TL: They should probably go to therapy. I am not a fan of people acting it out in a way that is going to hurt someone. It is interesting. We had a sex therapist who deals with real-life people that have these issues. She said we really captured the reality of people who have desires that are taboo or unhealthy. She has clients that discuss these issues. They are attracted to someone they should not be. They do not act on it a lot of the time. We have all faced a desire that is not really societal correct. We navigate it through a way that is healthy to deal with it.
ATM: What was one of your most interesting scenes to shoot?
TL: This is a good and interesting question. I loved the innocent scenes with his nephew. He is tucking him into bed. The love scenes in contrast to the darkness. I love the scenes where he shows real love and care as an uncle. This is an interesting contrast to a man who battles this circumstance.
ATM: Why is the title named Seeds? How do seeds relate to the story plot?
TL: This is a good question. We had the title from the beginning. This seed has been planted in Marcus. This is a metaphor about the creature planting a seed in him and giving birth to creatures coming out into him.
ATM: Let’s move on to your role in Netflix’s Ozark. What does your character Cade’s in destructive choices say about fatherhood?
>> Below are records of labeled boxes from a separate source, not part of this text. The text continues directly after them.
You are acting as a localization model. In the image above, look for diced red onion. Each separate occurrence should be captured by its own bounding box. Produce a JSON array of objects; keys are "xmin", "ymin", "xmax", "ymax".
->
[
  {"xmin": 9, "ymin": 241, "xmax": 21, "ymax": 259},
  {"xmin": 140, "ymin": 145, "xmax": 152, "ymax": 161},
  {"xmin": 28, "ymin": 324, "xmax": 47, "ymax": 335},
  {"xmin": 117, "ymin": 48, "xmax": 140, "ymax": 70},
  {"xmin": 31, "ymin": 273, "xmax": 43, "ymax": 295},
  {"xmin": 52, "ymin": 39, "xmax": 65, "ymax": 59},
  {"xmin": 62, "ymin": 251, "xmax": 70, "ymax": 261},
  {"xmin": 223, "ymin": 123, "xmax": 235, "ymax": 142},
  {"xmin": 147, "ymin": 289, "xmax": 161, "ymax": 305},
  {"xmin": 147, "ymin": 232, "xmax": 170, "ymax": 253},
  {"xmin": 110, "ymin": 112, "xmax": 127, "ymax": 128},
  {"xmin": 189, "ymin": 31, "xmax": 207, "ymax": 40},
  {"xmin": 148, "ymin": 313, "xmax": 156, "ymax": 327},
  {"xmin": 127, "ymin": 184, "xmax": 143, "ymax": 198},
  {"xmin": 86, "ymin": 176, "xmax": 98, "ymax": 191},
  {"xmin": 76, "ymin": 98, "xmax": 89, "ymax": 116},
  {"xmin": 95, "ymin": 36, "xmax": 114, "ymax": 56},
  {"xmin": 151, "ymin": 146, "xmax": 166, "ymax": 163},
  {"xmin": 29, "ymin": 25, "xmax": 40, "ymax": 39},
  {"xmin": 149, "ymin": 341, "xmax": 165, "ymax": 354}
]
TL: It made me think about fatherhood a lot. I looked a lot at my own fatherhood and how I am as a father. I have a nine-year-old. It helped to deepen it and understand fatherhood. I thought it was a positive thing to explore. Fatherhood is not black and white. I think am a bad father at times. I am not doing what Cade is doing. Every father I talk to do thinks that they are screwing their child up or not doing the right thing. You might see fathers that look great on the outside, but everyone is trying to do the best they can. Cade is very self-centered. He is trying to do the best for his family the best he can. This is the way he is. No one wants to be a racist or a criminal. This is just all he knows.
ATM: Explain the atmosphere and experience on the sound-stage.
TL: The soundstage is a synthetic environment. You might shoot a scene in the trailer that is on the soundstage. You cannot let the sound distract you. It is different, but you have to focus. It is fun. I prefer to be in a real environment, but you have to do it.
ATM: How do you feel about the way the two main characters are living their lives now?
TL: It is very compelling because we can relate to them. They are likable people. He put his family in a bad position by doing what he is doing. Do I think it is right? No. Do I think it is healthy? No. Do I think it is a bad choice? Yes. It is compelling because they made this choice and cannot turn back. They are trying to save their family. Cade is also trying to save his family in a destructive way and far more abusive. They are doing things to put their children in danger. You root for them because they are fair decent people in this circumstance.